Point Mensuel Juin 2020 – Crédit Agricole PG Investissements

Le rebond continue pour les marchés actions mondiaux, en juin les Etats-Unis et l’Europe progressent de 2%, les émergents de 8%, le Japon reste stable et le Dollar recule d’1%, ce mois-ci nos portefeuilles types progressent de 2%.

Nous célébrons ce mois-ci notre 100ème point mensuel et tenons à vous remercier pour votre confiance tout au long de ces années avec plus de 450 000 lectures cumulées. Désormais nous publierons les points mensuels directement sur votre site www.ca-pg.fr. Pour toutes questions, nous mettons à votre disposition l’adresse suivante : animation.epargne@lefil.com

Par rapport à nos concurrents (catégorie Quantalys allocation Monde offensive) notre avance est de +29.5%, avec une performance globale de +91.1% depuis le 31/12/2011. Résultats de nos conseils d’investissements au 30/06/2020 :

Comme chaque mois, voici le tableau des performances des investissements que nous conseillons : nous avons investi 100 000 euros sur chaque portefeuille type au 31 Décembre 2011, et nous donnons donc la performance du portefeuille et de chaque ligne pour les supports PEA et assurance-vie (Floriane et Espace Liberté) au 30/06/2020.

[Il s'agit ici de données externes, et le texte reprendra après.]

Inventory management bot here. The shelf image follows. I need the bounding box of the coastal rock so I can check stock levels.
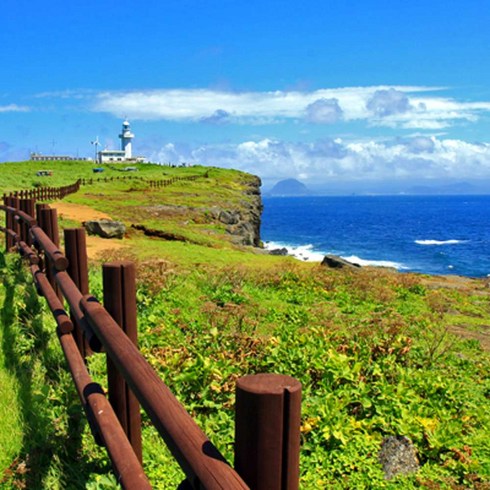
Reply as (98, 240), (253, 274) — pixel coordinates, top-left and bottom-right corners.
(321, 255), (361, 269)
(219, 177), (263, 247)
(378, 436), (419, 480)
(83, 219), (126, 238)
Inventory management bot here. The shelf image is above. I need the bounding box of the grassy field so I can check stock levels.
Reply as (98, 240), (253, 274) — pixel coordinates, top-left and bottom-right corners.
(0, 162), (490, 490)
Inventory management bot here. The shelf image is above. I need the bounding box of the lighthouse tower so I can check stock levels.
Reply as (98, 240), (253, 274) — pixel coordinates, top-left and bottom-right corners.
(119, 121), (134, 159)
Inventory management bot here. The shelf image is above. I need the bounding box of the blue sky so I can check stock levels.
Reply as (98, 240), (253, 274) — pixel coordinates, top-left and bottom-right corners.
(0, 0), (490, 188)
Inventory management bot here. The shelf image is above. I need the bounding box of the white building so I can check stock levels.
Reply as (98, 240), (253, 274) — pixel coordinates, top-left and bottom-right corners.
(98, 121), (146, 163)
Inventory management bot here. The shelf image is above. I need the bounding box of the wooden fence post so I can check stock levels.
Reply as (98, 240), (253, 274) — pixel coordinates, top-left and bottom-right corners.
(64, 228), (92, 359)
(3, 195), (14, 252)
(235, 374), (301, 490)
(19, 198), (36, 246)
(38, 208), (62, 299)
(102, 262), (143, 462)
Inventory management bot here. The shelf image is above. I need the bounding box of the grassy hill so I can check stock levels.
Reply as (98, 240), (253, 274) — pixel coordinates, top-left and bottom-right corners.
(0, 162), (490, 489)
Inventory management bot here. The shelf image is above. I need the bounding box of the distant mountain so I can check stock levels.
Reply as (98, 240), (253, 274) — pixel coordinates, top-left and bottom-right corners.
(268, 179), (310, 196)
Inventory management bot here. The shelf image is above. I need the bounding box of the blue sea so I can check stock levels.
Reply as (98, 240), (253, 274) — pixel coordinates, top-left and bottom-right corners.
(261, 196), (490, 277)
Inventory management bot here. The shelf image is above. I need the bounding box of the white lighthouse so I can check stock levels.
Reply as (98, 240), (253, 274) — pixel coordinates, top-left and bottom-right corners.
(94, 120), (146, 163)
(119, 120), (134, 160)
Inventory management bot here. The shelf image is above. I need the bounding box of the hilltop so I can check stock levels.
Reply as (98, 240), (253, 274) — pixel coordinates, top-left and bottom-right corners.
(0, 162), (490, 489)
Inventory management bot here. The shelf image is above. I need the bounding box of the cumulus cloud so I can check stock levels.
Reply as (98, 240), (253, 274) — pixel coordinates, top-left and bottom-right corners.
(200, 109), (231, 125)
(91, 86), (490, 130)
(148, 137), (490, 184)
(366, 88), (412, 117)
(306, 99), (343, 124)
(0, 104), (30, 112)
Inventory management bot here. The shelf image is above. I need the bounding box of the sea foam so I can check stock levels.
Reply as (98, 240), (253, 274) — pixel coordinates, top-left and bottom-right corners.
(264, 242), (325, 262)
(264, 242), (408, 270)
(415, 240), (467, 245)
(342, 255), (408, 270)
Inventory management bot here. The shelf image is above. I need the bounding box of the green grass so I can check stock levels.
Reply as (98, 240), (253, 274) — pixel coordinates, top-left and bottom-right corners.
(0, 160), (490, 490)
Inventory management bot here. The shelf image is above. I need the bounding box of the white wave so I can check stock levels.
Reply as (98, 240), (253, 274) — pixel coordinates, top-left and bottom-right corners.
(264, 242), (408, 270)
(415, 240), (467, 245)
(342, 255), (408, 270)
(264, 242), (325, 262)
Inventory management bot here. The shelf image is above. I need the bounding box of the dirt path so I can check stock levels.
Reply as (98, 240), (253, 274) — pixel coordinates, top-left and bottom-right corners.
(52, 201), (126, 259)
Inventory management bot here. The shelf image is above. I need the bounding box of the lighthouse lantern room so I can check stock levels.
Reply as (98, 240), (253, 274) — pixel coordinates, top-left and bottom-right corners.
(119, 120), (134, 159)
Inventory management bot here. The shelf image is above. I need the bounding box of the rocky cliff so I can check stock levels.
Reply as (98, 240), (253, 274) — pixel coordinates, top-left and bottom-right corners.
(211, 176), (263, 247)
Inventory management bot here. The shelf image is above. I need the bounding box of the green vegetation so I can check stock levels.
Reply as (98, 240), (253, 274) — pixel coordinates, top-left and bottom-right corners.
(0, 164), (490, 490)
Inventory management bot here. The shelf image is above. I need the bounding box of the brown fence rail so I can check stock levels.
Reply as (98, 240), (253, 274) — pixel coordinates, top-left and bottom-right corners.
(3, 172), (209, 201)
(0, 193), (301, 490)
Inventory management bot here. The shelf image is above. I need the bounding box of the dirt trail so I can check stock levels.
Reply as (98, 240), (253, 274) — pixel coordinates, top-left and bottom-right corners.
(51, 201), (126, 259)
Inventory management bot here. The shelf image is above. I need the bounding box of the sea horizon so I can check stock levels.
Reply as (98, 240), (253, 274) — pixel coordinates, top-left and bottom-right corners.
(261, 194), (490, 277)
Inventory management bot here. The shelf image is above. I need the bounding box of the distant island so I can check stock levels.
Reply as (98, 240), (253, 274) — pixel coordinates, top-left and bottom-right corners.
(267, 179), (311, 197)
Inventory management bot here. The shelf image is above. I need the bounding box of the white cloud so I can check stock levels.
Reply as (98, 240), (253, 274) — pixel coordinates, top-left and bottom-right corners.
(92, 86), (490, 130)
(148, 136), (490, 184)
(366, 88), (412, 117)
(0, 104), (30, 112)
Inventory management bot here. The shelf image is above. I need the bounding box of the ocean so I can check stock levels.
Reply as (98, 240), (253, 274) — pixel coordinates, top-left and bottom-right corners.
(261, 196), (490, 277)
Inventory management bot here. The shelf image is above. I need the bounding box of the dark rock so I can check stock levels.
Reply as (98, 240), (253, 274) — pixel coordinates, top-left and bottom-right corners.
(131, 225), (188, 242)
(322, 255), (361, 269)
(378, 436), (419, 480)
(83, 219), (126, 238)
(269, 247), (288, 256)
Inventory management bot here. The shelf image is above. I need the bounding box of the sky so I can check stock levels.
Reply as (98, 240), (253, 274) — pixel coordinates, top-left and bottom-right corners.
(0, 0), (490, 192)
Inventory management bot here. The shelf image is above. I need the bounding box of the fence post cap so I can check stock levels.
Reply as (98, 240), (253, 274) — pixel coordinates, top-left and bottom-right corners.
(237, 373), (301, 395)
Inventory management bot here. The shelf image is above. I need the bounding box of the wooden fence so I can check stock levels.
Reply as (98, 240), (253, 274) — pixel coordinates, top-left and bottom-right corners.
(3, 172), (209, 201)
(0, 181), (301, 490)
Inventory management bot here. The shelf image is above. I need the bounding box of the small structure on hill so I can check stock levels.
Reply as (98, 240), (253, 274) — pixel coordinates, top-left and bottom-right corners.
(97, 120), (146, 163)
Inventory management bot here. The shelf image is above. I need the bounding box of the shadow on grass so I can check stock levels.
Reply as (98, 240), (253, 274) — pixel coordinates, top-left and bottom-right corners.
(0, 252), (106, 489)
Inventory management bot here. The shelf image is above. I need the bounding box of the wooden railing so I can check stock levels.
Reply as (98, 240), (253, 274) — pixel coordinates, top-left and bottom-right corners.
(0, 196), (301, 490)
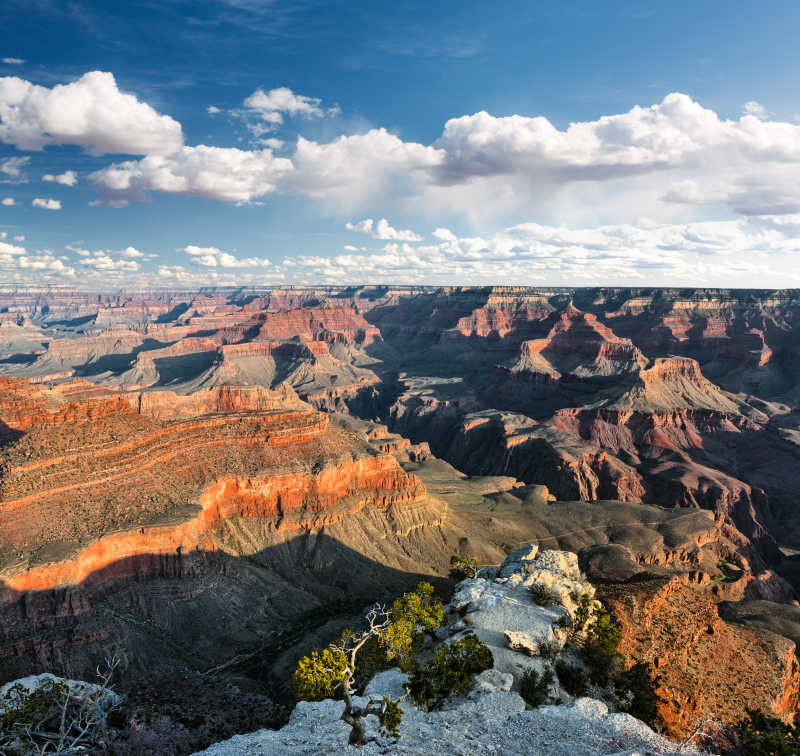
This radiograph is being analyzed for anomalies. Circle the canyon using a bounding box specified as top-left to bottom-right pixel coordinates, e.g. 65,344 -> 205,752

Portefeuille type PEA : valorisation : 193 300 €

Portefeuille type Assurance-vie (Floriane et Espace Liberté 1 & 2) : valorisation : 182 700 €

Répartition du portefeuille actuel :

Notre scénario & Arbitrages

Nous avions maintenu nos investissements durant la crise sanitaire (et donc durant la baisse des marchés de fin février et début mars), et avions même renforcé nos positions depuis le début avril, avec l’idée que les plans de soutien massifs des banques centrales et gouvernements ainsi qu’un certain retour à la norme post déconfinement permettraient aux marchés actions un fort rebond. Ce scénario s’est vérifié, les indices boursiers mondiaux ont fortement rebondi, environ 30%, au cours des trois derniers mois. Nous sommes désormais dans une phase où les marchés vont regarder à la fois le risque d’un second confinement mais également mesurer l’ampleur de la récession actuelle. Certains marchés ou segments de marchés semblent croire à une reprise en forme de V, avec un retour rapide au niveau économique d’avant crise sanitaire, ce n’est pas notre scénario, tout en restant optimiste nous voyons au mieux une reprise en forme de U (certes 90% de l’activité revient dès que le déconfinement commence, mais le plus dur est de récupérer les 10% restants). Si c’était une lettre, notre scénario serait une reprise en forme de « swoosh », le logo de la marque Nike.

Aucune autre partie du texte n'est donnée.